Sur le même thème, pour « Magic » (n° 201 – avril 2016) MURAT déclare à Franck VERGEADE : « Après Charlie Hebdo en janvier, il ne fallait pas être un grand devin pour imaginer la suite tragique … »

La suite ??? C’est aussi : de quoi demain sera fait pour un artiste comme MURAT. Là aussi les interrogations sont lourdes. MURAT en est conscient. Cela fait  des années déjà que l’Auvergnat se trouve sur le fil du rasoir. Il n’en fait pas mystère. Gravement il concède à VERGEADE : « Je ne sais combien de temps je pourrais tenir. Si « Morituri » ne fait pas l’affaire, je risque de basculer dans une grande frustration. Le deal, c’est de durer en donnant de la matière. Mais sans feedback … Je ne suis pas un surhomme non plus ».   Concernant les tournées et la prochaine tournée MURAT ne fait pas preuve de plus d’optimisme. Il confie à VERGEADE  : « Onze tourneurs en vingt ans ! Je suis tricard dans une salle sur deux – sans parler des festivals comme les Francofolies ou la Printemps de Bourges, où je suis persona non grata. C’est un cauchemar  pour monter une tournée« .  

MURAT ne pense pas qu’à lui, il évoque le cas de son ami BONNEFONT en ces termes : « Mon ami Alain BONNEFONT, le meilleur parolier et mélodiste jamais rencontré, se ruine la santé sur des chantiers avec des Kosovars.
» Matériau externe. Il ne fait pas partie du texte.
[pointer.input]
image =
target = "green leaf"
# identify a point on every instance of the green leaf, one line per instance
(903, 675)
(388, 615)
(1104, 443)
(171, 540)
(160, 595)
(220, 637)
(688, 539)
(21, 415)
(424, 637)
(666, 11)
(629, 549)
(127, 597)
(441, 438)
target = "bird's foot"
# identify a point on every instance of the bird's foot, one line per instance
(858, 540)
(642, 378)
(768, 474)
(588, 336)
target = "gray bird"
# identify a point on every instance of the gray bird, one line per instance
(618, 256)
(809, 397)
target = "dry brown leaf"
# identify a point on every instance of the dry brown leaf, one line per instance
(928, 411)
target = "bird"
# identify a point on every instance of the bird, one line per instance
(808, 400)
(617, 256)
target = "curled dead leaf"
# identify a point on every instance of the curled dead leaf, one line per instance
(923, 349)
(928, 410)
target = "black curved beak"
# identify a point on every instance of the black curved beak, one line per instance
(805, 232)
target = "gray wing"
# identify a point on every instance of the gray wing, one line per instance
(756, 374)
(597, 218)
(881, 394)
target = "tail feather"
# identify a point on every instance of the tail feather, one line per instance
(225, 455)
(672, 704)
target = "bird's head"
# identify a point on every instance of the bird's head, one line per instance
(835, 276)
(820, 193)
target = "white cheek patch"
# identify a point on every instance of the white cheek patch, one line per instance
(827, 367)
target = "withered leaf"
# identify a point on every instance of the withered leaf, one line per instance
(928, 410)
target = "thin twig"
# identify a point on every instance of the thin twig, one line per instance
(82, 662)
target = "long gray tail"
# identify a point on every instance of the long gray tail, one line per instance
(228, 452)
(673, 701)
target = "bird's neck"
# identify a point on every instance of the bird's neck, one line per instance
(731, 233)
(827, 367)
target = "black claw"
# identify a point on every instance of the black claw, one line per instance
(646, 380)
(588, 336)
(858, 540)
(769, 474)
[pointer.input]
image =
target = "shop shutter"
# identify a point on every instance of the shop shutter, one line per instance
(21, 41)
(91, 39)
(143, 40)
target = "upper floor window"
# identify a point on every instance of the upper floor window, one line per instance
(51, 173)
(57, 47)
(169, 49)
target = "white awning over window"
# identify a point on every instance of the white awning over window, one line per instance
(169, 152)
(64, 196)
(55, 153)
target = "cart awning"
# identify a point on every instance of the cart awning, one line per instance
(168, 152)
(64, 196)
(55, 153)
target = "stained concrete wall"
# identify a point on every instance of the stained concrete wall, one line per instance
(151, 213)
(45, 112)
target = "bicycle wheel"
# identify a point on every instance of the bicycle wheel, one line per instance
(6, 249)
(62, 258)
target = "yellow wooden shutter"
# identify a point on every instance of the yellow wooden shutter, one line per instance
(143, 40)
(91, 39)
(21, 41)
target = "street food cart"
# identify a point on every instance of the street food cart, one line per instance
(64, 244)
C’est lui qui m’a appris à écrire des chansons … Quelle cruauté. Donc la fifrelinade me fait bien marrer. Surtout quand je vois des fils de bourgeois qui sortent des disques. Nous sommes descendus bien bas ».

Il nous faut être lucide, MURAT l’est ! Les heures et années à venir risquant d’être sombres. Pour les saltimbanques plus encore. Pour les artistes dans la marge comme MURAT, les « outsiders » comme il dit, ceux dont on ne parle pas, sauf à se foutre à poil devant les caméras de la télé, vendre des disques, vivre de son art, faire des concerts  sera de plus en plus difficile. Je croise les doigts, mais c’est tout ce que je peux faire … Il faut tenir MURAT … Un jour les gens vous seront reconnaissants de votre parler vrai, de votre œil clair et malin, de la justesse de vos propos …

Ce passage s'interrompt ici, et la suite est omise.